A corrupção se desenvolveu em quase todas as dimensões do funcionamento econômico, social, político, midiático, judicial e até religioso. Converteu-se em um fenômeno sistêmico e como tal necessita ser encarado e resolvidas suas consequências. Ações pontuais sobre feitos específicos não são capazes de conter a expansão e reprodução da corrupção. Mais ainda, voluntária ou involuntariamente, respostas parciais poderiam servir para desviar a atenção dos principais âmbitos de corrupção, como a corrupção que cometem certos grandes grupos econômicos, a corrupção ligada ao crime organizado e a corrupção vinculada ao manejo dos recursos públicos.

 

A corrupção é um mal que existe desde tempos remotos mas se expandiu de tal forma que na atualidade faz parte do funcionamento sistêmico de quase todos os países. Há os que restringem o alcance da corrupção à cometida por políticos e funcionários públicos (lucram com propinas e tráfico de influências) e a que resulta de venalidade de juízes, reguladores ou forças de segurança corrompidos por organizações criminais (principalmente narcotráfico, tráfico de pessoas e venda de armamentos). A esses tipos de corrupção é necessário somar outros que costumam ser ocultados ou, inclusive, remitidos.

Uma primeira questão a encarar é desvelar por que se destacam certos tipos de corrupção e se dissimulam outros. As respostas podem ser diversas e incluem ignorância, negligência e, o mais grave, o poder econômico, político e midiático que certos setores corruptos detêm que lhes permite desviar a atenção de suas condutas ilegais ou ilegítimas e lograr impunidade.

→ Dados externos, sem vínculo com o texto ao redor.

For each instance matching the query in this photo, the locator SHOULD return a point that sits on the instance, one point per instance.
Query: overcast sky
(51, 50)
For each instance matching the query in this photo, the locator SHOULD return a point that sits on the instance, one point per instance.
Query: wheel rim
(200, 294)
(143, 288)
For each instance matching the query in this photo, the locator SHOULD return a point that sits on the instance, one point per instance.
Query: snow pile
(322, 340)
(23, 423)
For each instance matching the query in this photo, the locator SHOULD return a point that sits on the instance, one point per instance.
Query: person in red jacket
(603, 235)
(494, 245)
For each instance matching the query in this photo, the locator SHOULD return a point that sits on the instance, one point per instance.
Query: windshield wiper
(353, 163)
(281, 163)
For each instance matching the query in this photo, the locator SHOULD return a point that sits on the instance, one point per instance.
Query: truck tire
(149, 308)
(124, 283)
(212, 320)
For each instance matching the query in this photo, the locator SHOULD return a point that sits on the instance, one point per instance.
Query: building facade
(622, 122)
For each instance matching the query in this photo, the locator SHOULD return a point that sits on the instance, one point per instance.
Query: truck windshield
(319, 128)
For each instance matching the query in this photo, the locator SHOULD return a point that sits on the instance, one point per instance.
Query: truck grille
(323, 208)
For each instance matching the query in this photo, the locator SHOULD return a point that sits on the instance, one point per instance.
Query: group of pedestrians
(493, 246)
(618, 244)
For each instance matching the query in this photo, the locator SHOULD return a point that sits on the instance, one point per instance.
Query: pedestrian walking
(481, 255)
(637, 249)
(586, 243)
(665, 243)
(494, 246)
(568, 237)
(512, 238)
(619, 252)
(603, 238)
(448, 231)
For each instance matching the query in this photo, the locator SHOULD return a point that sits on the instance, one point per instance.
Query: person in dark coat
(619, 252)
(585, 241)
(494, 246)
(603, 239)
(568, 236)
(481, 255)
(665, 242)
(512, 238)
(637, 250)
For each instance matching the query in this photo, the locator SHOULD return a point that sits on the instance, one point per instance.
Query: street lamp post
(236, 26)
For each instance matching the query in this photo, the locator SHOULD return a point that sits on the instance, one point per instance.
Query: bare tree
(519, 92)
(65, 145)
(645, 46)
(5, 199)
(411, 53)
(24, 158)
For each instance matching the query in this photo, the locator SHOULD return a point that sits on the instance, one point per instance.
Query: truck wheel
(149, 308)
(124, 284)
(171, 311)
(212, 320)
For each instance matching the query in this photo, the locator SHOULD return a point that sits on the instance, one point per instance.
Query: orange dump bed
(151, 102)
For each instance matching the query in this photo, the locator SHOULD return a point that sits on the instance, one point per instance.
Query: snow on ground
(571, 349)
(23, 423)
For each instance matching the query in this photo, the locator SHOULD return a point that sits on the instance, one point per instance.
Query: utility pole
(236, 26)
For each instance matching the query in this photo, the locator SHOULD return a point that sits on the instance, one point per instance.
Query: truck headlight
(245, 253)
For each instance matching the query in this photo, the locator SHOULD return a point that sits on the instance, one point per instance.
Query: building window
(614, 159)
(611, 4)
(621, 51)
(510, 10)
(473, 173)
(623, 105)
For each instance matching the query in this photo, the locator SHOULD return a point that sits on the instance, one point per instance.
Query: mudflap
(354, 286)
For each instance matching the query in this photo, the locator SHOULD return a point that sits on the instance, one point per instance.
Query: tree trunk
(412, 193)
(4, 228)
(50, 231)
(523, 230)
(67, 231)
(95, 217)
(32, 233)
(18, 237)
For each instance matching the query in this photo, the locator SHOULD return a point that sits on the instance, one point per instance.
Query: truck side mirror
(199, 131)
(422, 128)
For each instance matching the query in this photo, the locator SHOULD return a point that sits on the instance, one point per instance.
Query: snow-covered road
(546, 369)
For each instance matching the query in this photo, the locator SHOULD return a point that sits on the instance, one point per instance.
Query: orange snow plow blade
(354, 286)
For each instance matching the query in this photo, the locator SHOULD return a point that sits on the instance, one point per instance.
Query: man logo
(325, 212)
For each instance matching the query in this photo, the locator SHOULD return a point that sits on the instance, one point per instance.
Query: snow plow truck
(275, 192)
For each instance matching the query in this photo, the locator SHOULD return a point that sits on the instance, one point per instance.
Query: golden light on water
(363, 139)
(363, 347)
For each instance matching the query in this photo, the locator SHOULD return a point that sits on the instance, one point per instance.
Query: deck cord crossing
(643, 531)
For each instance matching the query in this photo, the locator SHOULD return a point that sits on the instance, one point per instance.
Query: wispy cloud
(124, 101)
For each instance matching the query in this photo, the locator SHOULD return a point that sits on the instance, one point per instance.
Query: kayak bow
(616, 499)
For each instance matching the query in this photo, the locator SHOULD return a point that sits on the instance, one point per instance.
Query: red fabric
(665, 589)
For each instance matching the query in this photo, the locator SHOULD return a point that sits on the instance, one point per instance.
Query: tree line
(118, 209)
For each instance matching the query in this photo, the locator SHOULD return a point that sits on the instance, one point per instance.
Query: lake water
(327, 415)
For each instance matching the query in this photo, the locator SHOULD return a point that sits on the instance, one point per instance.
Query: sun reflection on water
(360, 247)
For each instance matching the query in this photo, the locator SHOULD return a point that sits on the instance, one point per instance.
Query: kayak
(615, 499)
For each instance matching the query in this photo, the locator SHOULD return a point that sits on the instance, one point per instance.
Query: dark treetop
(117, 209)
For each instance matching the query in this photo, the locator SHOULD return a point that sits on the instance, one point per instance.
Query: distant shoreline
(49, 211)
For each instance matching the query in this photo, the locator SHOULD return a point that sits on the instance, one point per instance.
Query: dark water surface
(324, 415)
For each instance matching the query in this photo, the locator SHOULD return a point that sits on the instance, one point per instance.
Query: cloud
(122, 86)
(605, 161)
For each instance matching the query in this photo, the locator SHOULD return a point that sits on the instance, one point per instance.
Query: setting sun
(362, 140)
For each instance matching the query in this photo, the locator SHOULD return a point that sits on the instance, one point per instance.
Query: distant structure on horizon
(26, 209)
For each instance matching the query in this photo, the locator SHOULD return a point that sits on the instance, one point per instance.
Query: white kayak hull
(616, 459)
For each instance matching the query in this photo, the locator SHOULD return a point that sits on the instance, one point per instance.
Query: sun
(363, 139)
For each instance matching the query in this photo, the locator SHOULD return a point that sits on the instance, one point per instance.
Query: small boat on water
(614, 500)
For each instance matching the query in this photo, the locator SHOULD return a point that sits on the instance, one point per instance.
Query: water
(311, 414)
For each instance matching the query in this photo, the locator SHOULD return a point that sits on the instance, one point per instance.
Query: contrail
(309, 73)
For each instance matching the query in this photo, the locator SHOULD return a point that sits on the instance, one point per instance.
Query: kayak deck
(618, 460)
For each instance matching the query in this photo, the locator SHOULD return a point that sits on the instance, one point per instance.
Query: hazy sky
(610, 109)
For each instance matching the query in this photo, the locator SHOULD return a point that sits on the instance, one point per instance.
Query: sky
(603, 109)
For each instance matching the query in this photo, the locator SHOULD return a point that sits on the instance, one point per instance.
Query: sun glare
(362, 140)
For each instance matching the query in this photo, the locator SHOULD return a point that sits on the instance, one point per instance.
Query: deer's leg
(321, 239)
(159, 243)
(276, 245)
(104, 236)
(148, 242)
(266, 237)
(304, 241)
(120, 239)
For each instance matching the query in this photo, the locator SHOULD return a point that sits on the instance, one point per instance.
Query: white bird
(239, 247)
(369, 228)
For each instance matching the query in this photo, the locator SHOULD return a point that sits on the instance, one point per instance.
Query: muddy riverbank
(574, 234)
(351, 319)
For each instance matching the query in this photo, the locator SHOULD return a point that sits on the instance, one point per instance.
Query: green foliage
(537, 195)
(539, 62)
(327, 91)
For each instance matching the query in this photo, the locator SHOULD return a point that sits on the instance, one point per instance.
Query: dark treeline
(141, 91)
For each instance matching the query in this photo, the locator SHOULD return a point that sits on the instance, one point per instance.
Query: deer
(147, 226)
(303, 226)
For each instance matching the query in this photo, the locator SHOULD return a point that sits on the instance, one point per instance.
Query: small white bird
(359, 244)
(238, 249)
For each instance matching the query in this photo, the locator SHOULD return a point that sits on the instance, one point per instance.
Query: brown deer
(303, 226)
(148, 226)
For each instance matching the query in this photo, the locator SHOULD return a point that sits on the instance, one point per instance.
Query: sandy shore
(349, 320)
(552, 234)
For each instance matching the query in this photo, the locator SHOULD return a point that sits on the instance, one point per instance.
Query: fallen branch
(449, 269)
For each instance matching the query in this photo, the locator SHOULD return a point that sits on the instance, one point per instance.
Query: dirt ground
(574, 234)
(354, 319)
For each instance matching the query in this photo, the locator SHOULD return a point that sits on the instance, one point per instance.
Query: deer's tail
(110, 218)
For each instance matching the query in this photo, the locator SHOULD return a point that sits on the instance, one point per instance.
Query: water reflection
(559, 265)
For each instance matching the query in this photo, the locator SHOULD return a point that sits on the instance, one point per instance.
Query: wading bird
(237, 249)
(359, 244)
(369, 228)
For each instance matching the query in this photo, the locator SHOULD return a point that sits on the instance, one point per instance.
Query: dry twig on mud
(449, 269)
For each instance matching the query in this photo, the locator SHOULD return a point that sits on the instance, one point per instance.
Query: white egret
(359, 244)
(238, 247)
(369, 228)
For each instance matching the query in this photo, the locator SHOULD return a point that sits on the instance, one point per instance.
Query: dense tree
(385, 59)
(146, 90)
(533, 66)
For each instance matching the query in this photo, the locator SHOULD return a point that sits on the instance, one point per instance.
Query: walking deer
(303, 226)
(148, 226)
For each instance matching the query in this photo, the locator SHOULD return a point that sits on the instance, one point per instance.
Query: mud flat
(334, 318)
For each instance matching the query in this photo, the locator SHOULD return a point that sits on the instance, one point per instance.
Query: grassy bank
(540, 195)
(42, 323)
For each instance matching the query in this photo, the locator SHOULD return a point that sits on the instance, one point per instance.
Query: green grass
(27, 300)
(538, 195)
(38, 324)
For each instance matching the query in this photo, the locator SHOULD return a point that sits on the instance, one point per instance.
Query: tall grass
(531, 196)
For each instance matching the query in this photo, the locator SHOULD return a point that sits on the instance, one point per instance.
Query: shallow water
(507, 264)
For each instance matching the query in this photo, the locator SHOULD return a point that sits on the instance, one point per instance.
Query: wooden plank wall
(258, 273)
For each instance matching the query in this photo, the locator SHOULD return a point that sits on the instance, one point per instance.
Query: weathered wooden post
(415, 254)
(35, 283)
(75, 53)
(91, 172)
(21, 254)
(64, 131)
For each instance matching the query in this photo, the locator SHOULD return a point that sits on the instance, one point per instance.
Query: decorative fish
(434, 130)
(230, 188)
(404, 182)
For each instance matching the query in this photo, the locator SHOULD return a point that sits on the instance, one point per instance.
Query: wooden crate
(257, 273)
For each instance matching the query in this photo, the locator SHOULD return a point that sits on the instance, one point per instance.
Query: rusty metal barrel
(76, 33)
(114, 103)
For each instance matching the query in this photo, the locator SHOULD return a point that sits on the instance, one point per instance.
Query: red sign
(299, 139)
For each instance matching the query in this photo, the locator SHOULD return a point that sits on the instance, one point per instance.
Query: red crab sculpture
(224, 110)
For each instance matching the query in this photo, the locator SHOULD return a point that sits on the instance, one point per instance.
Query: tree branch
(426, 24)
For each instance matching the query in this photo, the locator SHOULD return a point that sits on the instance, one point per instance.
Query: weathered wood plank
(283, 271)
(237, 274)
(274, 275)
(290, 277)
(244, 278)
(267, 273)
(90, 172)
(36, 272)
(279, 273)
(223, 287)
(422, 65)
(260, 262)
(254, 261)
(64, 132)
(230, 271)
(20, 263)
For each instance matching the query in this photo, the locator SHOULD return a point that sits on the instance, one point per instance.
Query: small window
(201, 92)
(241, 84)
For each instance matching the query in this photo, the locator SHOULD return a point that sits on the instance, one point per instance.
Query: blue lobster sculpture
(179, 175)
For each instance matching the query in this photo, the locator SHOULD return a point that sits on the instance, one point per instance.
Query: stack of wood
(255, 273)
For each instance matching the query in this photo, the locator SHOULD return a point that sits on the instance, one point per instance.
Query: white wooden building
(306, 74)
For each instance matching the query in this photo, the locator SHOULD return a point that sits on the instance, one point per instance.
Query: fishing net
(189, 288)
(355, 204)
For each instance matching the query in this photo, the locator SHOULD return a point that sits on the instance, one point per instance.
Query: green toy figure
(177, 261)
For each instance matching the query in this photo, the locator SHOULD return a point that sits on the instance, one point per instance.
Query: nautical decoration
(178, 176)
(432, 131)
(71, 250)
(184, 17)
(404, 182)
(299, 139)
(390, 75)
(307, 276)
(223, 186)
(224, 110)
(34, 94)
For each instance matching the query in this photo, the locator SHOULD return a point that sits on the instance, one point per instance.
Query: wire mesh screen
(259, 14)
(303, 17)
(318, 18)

A corrupção que mais preocupa não é a ocasional (lamentável de todos os modos), mas aquela que se instala, se consolida e se reproduz indefinidamente, chegando a controlar críticos recursos da vida democrática. O que jamais deve se perder de vista é que se trata de uma luta de poderes entre os que lucram com a corrupção e os que se veem castigados por ela; sempre há vítimas e vitimadores. Quando a corrupção impregna toda a sociedade e se torna sistêmica, só uma grande concertação de forças políticas e sociais não infiltradas pela corrupção será capaz de fazer-lhe frente eliminando os diversos mecanismos que utiliza.

 Abordagem da corrupção

Um fenômeno sistêmico deve ser encarado de acordo com sua natureza e envergadura, concentrando recursos e energias nos principais âmbitos de corrupção, como a corrupção cometida por certos grandes grupos econômicos, a corrupção ligada ao crime organizado e a corrupção vinculada ao manejo dos recursos públicos. Um aspecto crítico dessa abordagem é sustentar uma batalha cultural para transformar valores e ideologias que dão cobertura social aos corruptos e subtrair-lhes as bases de sustentação que hoje usurpam. Ao desmascarar os sistemas de corrupção é imprescindível esclarecer as consequências que a corrupção gera explicitando os que vitima, uma vez que, ao operar nas sombras e contar com diversas coberturas, logram escamotear ou limitar a compreensão do destrutivo de seu agir.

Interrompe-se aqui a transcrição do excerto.